Un estudio realizado en Cataluña por el Centro de Estudios de Opinión (CEO) en 2017 reveló que, entre los votantes de la CUP con hijos en edad escolar, uno de cada cuatro había optado por la educación privada, mientras que el 11,7 % eligió la privada estricta. Estas cifras son casi el doble que las del PP, cuyo 6,6 % de votantes con hijos recurrió a la privada.

La educación privada y concertada actúa como multiplicador de privilegios. Las familias que pueden pagarla refuerzan sus ventajas y construyen redes que, a largo plazo, se traducen en trayectorias profesionales más prometedoras y mayores ingresos. Aunque la calidad de los centros es heterogénea y no siempre se cumplen las expectativas, sus efectos sobre el conjunto del sistema son claros: concentran a estudiantes de renta media y alta y dejan en la pública una proporción desproporcionada de alumnos en situación de vulnerabilidad.

Según el informe de Save the Children, la brecha socioeconómica entre la escuela pública y la concertada explica por sí sola el 21 % de la segregación escolar en España, el porcentaje más alto del mundo desarrollado.
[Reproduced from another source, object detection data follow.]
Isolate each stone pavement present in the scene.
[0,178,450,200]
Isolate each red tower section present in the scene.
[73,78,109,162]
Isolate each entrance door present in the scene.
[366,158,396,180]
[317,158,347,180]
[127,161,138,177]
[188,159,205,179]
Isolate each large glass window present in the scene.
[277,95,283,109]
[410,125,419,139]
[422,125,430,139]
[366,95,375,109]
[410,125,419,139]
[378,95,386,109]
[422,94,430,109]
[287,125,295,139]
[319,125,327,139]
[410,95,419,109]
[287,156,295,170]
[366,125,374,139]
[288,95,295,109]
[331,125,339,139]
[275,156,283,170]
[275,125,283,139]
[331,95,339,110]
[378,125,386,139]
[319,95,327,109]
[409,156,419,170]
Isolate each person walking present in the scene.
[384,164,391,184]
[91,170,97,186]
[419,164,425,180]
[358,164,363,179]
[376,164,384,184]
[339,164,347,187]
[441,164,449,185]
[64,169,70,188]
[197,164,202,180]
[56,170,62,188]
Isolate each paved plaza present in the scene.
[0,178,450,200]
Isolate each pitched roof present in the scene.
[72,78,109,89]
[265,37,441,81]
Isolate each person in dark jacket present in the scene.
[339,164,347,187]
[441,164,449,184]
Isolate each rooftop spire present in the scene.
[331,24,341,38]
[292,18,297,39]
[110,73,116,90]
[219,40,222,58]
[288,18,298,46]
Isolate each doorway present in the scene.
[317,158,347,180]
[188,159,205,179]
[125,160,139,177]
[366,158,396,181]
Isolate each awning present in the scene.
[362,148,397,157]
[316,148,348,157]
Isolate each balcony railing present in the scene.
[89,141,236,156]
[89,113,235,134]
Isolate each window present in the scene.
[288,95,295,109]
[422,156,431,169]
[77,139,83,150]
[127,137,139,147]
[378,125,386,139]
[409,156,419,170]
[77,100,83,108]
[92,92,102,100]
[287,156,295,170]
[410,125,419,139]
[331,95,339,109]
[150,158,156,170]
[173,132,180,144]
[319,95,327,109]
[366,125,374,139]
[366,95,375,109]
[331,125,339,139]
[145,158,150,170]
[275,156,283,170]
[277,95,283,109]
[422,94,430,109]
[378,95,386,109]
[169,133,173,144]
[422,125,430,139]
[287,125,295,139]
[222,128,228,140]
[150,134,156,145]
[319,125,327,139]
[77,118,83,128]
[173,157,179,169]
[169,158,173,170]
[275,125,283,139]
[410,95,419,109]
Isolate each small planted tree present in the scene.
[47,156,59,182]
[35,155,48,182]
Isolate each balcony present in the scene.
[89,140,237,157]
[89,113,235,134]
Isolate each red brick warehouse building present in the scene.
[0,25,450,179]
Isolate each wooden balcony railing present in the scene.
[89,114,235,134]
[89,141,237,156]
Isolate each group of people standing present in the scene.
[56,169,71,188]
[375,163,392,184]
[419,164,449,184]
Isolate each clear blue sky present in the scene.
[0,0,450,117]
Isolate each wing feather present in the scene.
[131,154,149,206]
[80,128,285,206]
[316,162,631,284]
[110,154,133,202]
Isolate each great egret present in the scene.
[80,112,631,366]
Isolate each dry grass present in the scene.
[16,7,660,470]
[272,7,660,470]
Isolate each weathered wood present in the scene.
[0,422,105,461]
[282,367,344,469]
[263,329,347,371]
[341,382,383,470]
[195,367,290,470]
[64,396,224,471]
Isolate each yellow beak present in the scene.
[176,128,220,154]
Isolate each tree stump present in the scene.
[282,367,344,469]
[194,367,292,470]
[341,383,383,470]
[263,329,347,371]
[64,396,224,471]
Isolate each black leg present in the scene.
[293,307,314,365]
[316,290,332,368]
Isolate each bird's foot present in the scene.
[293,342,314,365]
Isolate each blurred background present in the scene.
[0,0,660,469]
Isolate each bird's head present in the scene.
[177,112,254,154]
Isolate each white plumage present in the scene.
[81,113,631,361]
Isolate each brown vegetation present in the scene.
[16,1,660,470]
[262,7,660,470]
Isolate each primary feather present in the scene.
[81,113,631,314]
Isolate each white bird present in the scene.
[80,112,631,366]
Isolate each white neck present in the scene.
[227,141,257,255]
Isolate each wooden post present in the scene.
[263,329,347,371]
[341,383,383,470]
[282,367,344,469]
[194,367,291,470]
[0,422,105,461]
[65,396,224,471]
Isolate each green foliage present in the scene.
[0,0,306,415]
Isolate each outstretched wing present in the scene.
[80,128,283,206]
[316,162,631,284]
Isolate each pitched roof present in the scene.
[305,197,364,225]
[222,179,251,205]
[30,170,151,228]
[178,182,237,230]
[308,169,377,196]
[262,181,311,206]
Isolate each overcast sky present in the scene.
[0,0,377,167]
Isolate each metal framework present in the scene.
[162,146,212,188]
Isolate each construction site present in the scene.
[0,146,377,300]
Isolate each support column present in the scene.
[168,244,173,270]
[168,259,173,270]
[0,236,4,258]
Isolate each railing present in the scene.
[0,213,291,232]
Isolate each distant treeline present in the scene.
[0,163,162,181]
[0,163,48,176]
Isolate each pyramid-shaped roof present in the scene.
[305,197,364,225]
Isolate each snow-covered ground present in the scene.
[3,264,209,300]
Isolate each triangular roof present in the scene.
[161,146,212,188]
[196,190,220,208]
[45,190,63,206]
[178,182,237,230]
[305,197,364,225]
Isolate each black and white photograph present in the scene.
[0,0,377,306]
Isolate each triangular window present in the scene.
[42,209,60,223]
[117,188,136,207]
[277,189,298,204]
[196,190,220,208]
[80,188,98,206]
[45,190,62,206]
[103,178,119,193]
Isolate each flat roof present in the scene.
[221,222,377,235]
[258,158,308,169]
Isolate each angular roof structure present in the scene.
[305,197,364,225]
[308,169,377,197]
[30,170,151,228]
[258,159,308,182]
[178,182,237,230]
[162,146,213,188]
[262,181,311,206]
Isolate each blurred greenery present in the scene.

Esta fractura se agrava por el carácter posicional de la educación: su valor no depende únicamente de lo que un niño aprenda, sino de cómo se sitúe en comparación con sus compañeros. Asistir a un colegio prestigioso abre puertas que a otros se les cierran, lo que diferencia a la educación de la sanidad, donde el hecho de que un vecino acuda a un cardiólogo privado no afecta directamente al tratamiento que uno recibe en un hospital público.

Muchos políticos de izquierdas sueñan con una utopía en la que solo exista la escuela pública o, al menos, que ésta sea tan buena que no haya razón para abandonarla. Sin embargo, la realidad obliga a responder: en un entorno donde existen alternativas, algunas de ellas superiores, ¿qué deben hacer los padres?

El filósofo Jonathan Swift, en su libro *How Not to Be a Hypocrite: School Choice for the Morally Perplexed Parent* (Cómo no ser un hipócrita: la elección de escuela para el padre moralmente perplejo), plantea que la primera obligación moral de un progenitor es con su hijo, incluso por encima de los principios políticos y consideraciones colectivas. Esta obligación se traduce en garantizar un “bienestar suficiente”: una escuela segura, con recursos básicos, capaz de proteger al niño y atender sus necesidades educativas.

En muchas ciudades la escuela pública no logra ofrecer ese bienestar suficiente: aulas sobresaturadas, falta de personal especializado, deficiencias en la prevención del acoso escolar y en la atención a estudiantes con necesidades especiales. Además, la concentración de alumnado inmigrante en determinados centros genera desafíos que, sin una política adecuada, pueden traducirse en graves consecuencias educativas.

Aunque la red pública proporciona un nivel básico de bienestar, la decisión de políticos, partidos y otros actores progresistas de abandonar la educación pública a menudo no responde a la protección de sus hijos, sino a la búsqueda de ventajas adicionales. Algunos intentan encubrir este motivo bajo discursos anti‑autoritarismo, recurriendo a pedagogías alternativas o a escuelas bosque, que pueden resultar tan segregadoras como las instituciones religiosas.

El deseo de privilegiar a un hijo es una reacción humana profunda que, paradójicamente, une a sectores de izquierda y derecha que critican la “merma del ascensor social”. La diferencia radica en que la izquierda tiende a presentar lo personal como político, mientras que, al elegir colegio, tanto izquierdas como derechas convierten lo político en una decisión personal.

Jahel Queralt, profesora lectora Serra Húnter en la Facultad de Derecho de la Universidad Pompeu Fabra y coeditora de *Razones públicas* (Ariel), subraya la necesidad de un debate honesto sobre la coherencia entre el discurso público y las decisiones privadas en materia educativa.